J'allais oublier ce film montrant une vingtaine d'anciens mineurs, le visage armé d'une beauté de souffrance, fiers, les deux pieds incrustés dans un sol de pestiférés sous la croûte informe duquel leurs âmes errent encore, la voix tordue produisant des sons mécaniques en écho à l'univers sonore des entrailles de la terre, quand ils bradaient hier leurs existences pour une survie de misère (ouf !).



J'oubliais encore :
- de nombreux couloirs et escaliers livrés au Street Art avec quelques œuvres prodigieuses.

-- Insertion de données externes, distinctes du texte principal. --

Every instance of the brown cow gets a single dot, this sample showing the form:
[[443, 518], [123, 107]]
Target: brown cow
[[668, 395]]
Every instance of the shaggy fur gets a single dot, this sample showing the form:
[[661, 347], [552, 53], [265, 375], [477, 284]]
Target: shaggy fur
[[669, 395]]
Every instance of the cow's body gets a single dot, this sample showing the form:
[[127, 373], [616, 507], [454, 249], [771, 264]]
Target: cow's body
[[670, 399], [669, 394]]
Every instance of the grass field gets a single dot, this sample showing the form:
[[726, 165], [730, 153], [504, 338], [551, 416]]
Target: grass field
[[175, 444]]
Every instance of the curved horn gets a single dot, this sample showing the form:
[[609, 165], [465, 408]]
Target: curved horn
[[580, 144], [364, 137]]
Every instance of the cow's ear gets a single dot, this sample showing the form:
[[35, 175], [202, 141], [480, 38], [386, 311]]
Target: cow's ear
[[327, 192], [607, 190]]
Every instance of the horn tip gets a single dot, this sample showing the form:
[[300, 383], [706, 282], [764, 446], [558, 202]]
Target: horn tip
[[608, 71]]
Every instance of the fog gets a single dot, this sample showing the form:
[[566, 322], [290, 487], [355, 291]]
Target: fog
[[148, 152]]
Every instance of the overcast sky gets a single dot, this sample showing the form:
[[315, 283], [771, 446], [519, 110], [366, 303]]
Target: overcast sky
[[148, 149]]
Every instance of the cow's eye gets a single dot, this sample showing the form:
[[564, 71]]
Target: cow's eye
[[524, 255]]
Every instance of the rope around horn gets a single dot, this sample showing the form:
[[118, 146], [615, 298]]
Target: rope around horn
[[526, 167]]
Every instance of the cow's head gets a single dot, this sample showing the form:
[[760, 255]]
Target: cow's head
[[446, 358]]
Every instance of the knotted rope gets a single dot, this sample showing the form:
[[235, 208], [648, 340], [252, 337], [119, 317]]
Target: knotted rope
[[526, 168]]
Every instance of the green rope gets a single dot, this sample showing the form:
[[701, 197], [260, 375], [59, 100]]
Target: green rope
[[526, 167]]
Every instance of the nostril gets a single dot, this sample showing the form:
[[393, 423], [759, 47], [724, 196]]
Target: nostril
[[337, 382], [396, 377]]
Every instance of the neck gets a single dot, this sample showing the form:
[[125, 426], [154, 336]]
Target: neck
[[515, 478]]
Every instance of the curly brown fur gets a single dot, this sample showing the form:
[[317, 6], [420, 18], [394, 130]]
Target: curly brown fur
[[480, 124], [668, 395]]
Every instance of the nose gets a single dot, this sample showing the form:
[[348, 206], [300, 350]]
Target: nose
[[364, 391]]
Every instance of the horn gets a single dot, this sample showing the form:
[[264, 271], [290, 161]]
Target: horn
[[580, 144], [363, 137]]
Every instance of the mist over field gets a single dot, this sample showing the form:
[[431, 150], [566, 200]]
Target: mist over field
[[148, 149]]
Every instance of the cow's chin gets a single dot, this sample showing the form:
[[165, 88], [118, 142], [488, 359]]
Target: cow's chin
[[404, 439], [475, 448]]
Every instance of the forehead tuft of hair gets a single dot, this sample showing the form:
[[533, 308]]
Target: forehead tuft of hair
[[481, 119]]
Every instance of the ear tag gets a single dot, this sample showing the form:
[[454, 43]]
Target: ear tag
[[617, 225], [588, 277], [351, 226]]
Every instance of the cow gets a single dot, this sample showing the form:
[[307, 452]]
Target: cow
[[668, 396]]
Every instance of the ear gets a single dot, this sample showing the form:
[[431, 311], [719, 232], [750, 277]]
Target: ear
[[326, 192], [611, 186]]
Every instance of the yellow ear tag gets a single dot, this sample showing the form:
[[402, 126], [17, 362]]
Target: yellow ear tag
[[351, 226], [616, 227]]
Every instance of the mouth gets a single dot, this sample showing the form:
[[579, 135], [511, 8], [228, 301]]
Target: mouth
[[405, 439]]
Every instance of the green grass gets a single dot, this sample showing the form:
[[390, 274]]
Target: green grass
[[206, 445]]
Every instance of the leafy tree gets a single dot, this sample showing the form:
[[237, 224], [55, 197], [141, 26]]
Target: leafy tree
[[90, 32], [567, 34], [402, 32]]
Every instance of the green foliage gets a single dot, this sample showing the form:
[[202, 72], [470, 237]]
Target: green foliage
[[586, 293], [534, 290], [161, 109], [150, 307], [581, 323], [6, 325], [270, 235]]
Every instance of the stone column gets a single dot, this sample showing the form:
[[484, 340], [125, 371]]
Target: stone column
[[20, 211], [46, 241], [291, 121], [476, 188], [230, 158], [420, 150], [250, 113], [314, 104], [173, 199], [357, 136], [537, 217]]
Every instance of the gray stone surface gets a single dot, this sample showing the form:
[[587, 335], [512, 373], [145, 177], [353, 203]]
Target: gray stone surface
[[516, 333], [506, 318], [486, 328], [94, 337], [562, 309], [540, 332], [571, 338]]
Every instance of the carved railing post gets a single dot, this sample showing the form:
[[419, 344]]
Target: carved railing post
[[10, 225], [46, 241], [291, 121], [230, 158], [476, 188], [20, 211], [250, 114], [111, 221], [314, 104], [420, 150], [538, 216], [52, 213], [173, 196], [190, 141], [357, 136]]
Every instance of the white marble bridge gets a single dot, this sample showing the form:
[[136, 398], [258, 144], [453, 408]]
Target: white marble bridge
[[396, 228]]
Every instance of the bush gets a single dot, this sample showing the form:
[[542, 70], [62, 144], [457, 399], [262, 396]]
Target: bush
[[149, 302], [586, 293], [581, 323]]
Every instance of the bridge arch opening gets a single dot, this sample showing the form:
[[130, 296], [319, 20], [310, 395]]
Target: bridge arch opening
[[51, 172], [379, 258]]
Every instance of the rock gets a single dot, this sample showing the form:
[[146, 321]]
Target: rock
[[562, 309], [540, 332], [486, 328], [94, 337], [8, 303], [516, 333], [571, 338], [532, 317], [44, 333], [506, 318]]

- un mur de la lapidation au revêtement de carrelage maculé de touffes de cheveux et de traces de sang, que des boules de pierre, projetées périodiquement par une machine à lancer des boules de pierre (ça existe !), fracturent sans pitié.
- un groupe d'humains à poils - des jeunes, des vieux, des athlétiques, des difformes, des hommes, des femmes - se poursuivent dans une pièce carrée en jouant à se toucher en poussant des cris hystériques à chaque contact.
- un homme seul, à poil encore, en noir et blanc, filmé en train de mimer des figures de boxe et se ramasser régulièrement des coups de poing imaginaires qui le projettent au tapis, duquel il se relève pour mimer des figures de boxe et se ramasser régulièrement des coups de poing imaginaires qui le projettent au tapis, duquel il se relève pour mimer...
- des sculptures en marbre reproduisant les cabanes improvisées d'un enfant dans un jardin à la façon des gisants de Joana Vasconcelos à la Punta de la Dogana (mais ici de Ryan Gander).

Conclusion : les voies de l'art contemporain sont impénétrables, mais méritent d'être empruntées.